Il
finale di Senilità
G. BALDI, ecc., Dal testo alla storia, dalla storia al testo, vol. III**
Paravia, 1994, pp. 306-308.
Conclusa
l’avventura con Angiolina, Emilio ritorna alla stato di “senilità” (“ne visse come un vecchio del ricordo della
gioventù”), cioè ritorna al punto di partenza, alla sua inettitudine di “letterato ozioso”: al contrario di
quel che succede nei romanzi di formazione, Emilio non ha imparato nulla.

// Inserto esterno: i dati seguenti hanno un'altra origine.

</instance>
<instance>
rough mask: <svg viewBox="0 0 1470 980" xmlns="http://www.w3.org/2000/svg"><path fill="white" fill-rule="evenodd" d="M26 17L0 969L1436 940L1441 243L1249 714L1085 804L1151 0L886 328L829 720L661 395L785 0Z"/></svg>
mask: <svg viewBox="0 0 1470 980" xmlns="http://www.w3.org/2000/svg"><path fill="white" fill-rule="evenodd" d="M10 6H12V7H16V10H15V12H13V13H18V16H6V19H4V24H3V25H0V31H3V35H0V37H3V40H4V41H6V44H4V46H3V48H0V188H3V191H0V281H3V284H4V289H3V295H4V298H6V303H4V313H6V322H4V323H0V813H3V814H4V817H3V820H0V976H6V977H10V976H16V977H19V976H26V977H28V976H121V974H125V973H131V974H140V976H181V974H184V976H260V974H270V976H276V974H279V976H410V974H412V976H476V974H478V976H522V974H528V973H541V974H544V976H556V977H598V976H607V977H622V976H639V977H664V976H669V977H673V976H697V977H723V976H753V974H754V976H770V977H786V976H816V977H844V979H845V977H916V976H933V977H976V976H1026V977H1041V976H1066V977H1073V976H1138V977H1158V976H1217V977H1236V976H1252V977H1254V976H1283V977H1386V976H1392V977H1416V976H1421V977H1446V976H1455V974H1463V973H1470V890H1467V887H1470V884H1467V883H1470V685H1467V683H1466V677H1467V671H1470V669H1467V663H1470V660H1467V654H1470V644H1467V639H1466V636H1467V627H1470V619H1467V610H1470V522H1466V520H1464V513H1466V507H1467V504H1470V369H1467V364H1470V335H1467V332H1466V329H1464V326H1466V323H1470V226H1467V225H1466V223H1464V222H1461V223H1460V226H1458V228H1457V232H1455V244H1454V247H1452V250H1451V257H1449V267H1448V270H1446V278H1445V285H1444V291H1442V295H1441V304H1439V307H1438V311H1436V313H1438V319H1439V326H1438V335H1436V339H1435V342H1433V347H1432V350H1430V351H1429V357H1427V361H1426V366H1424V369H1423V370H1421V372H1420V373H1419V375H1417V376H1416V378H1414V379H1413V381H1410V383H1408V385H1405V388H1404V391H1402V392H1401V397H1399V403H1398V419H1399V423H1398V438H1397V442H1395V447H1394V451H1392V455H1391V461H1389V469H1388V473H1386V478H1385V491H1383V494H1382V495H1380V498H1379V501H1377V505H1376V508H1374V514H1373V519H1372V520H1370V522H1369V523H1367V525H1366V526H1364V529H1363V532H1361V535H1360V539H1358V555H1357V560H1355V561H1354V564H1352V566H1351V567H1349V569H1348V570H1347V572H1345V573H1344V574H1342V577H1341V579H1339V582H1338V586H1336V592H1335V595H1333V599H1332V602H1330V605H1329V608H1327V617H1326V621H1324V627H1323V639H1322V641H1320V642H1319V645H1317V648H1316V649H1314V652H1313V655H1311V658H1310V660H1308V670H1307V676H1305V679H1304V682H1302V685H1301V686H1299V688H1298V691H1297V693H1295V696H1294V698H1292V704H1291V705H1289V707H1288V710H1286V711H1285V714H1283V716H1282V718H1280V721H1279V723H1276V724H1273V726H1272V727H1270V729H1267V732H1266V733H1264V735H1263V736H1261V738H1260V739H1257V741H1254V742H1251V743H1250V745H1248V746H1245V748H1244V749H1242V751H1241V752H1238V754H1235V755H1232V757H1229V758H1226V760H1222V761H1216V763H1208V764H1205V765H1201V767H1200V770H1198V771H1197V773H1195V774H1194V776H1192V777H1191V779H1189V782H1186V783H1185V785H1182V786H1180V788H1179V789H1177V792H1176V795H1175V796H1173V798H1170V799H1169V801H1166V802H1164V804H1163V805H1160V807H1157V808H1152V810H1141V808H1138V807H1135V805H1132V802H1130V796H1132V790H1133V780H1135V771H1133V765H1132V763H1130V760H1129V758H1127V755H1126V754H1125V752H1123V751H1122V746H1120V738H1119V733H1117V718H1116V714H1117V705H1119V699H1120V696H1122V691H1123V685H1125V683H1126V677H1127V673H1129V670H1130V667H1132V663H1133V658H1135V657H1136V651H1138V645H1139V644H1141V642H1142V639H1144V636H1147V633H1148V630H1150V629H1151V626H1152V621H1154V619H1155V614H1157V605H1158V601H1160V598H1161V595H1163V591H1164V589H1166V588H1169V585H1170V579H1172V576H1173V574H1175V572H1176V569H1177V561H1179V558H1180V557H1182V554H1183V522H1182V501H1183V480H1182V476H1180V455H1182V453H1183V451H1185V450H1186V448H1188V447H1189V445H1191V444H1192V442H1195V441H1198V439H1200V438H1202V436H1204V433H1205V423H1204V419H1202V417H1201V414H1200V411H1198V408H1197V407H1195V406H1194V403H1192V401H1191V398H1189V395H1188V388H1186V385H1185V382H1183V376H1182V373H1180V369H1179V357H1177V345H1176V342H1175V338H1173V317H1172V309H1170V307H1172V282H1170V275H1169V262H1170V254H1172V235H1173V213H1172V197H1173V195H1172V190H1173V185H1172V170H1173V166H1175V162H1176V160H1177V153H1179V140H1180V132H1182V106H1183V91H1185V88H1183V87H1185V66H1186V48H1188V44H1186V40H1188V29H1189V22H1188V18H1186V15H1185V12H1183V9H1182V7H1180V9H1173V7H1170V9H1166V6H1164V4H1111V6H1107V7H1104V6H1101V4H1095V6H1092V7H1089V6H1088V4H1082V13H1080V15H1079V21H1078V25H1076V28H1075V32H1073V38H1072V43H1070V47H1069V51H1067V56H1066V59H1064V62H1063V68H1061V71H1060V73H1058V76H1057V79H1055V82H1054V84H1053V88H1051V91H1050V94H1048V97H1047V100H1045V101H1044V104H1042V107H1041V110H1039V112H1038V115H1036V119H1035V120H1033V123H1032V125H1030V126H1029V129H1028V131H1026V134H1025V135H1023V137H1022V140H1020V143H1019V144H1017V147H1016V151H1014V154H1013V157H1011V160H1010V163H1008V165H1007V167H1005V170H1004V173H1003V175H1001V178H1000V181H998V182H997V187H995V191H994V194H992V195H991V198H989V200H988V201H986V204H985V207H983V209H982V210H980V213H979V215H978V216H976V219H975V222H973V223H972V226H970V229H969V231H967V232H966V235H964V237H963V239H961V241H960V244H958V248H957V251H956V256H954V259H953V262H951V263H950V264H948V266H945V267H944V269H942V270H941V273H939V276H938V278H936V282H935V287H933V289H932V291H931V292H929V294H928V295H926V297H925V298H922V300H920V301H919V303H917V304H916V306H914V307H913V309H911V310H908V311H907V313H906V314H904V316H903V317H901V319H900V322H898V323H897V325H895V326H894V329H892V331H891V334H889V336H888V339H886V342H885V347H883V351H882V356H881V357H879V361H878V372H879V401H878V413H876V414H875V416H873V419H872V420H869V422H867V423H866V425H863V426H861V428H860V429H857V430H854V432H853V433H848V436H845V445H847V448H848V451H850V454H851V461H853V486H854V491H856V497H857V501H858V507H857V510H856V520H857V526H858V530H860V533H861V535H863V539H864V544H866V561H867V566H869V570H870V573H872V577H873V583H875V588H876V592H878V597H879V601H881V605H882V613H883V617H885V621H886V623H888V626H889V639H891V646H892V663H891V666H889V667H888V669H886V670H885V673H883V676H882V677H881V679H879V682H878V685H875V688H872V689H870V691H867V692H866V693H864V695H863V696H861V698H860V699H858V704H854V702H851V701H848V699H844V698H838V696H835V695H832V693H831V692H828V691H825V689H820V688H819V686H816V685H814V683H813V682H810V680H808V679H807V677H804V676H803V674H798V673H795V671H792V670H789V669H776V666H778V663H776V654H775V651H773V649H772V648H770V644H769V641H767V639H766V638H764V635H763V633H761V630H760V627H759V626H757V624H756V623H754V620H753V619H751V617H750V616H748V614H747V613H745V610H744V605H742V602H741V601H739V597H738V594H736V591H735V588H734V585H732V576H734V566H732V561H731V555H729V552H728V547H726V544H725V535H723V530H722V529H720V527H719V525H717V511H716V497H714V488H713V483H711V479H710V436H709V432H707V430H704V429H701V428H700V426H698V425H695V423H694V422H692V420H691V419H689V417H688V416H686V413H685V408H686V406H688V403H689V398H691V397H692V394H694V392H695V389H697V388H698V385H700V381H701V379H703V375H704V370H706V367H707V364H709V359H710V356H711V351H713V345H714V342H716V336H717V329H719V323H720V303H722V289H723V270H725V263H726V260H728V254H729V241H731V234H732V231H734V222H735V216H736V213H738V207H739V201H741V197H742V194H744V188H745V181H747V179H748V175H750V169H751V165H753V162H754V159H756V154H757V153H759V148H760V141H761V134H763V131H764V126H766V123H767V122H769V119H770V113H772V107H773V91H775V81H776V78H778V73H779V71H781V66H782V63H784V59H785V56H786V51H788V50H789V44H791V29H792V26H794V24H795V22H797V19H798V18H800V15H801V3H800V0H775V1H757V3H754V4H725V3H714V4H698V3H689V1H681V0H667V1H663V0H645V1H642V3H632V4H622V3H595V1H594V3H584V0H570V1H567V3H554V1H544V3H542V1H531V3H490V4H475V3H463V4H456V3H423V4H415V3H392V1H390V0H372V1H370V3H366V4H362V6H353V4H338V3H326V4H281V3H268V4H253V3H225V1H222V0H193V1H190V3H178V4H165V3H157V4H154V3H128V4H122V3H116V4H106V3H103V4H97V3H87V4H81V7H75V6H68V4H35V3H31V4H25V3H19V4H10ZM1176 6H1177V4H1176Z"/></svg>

La stessa “metamorfosi strana” che
Angiolina subisce nel ricordo di Emilio indica la realizzazione di un desiderio
che percorre tutto il romanzo: la donna-sesso (Angiolina) e la donna-madre
(Amalia) sono ora unite (ora che sono l’una morta e l’altra fuggita con il
cassiere infedele di una banca), assecondando la volontà di Emilio di
idealizzare una realtà volgare, di trasfigurare in un’immagine di purezza ciò
che invece appartiene alla materialità del sesso (come ha sempre fatto, da
inetto che, incapace di fronteggiare la realtà, si risarcisce con il sogno).
Peraltro,
Angiolina che guarda verso l’orizzonte rosseggiante, diventa anche simbolo
del socialismo: ma anche in questo caso è evidente che Emilio continua a
mentire a se stesso (a risarcirsi con il sogno), visto che la ragazza si era
dimostrata assolutamente estranea ed ostile alle idee socialiste, quando Emilio
aveva cercato di spiegargliele.
La tecnica
narrativa rivela anche qui la distanza critica del narratore (ovvero,
dell’autore) rispetto al suo personaggio: la metamorfosi è definita “strana” e propria della mente di un “letterato ozioso”; del resto lungo
tutto il romanzo il narratore ha ironizzato sul “pedante solitario” che chiama Ange quella donna ignorante,
amante dei piaceri sessuali, dei formaggi, delle mortadelle e del buon vino
(e che il Balli, che se ne intende, più appropriatamente chiama Giolona);
e quindi, ancora, non può non essere risibile l’immagine di lei con “l’occhio limpido e intellettuale”,
collocata “come su un altare, la
personificazione del pensiero e del dolore” .
Rivelatrice è
infine la frase conclusiva: il tempo presente dei verbi dimostra che si tratta
di un intervento della voce narrante e non di un indiretto libero (ci sarebbe
voluto l’imperfetto); ed è quindi l’autore che si prende gioco dell’ultima
mistificazione di Emilio, fa la parodia
del suo pensiero: già con gli esclamativi (“Sì! Angiolina pensa e piange!”), poi con l’immagine di lei che
piange “come se nel vasto mondo non
avesse più trovato neppure un Deo
gratias qualunque”, alludendo
maliziosamente al fatto che la ragazza tuttalpiù può piangere perché non trova
neppure un’avventura occasionale (così lei aveva definito un tale incontrato
per strada e da cui si era fatta accompagnare).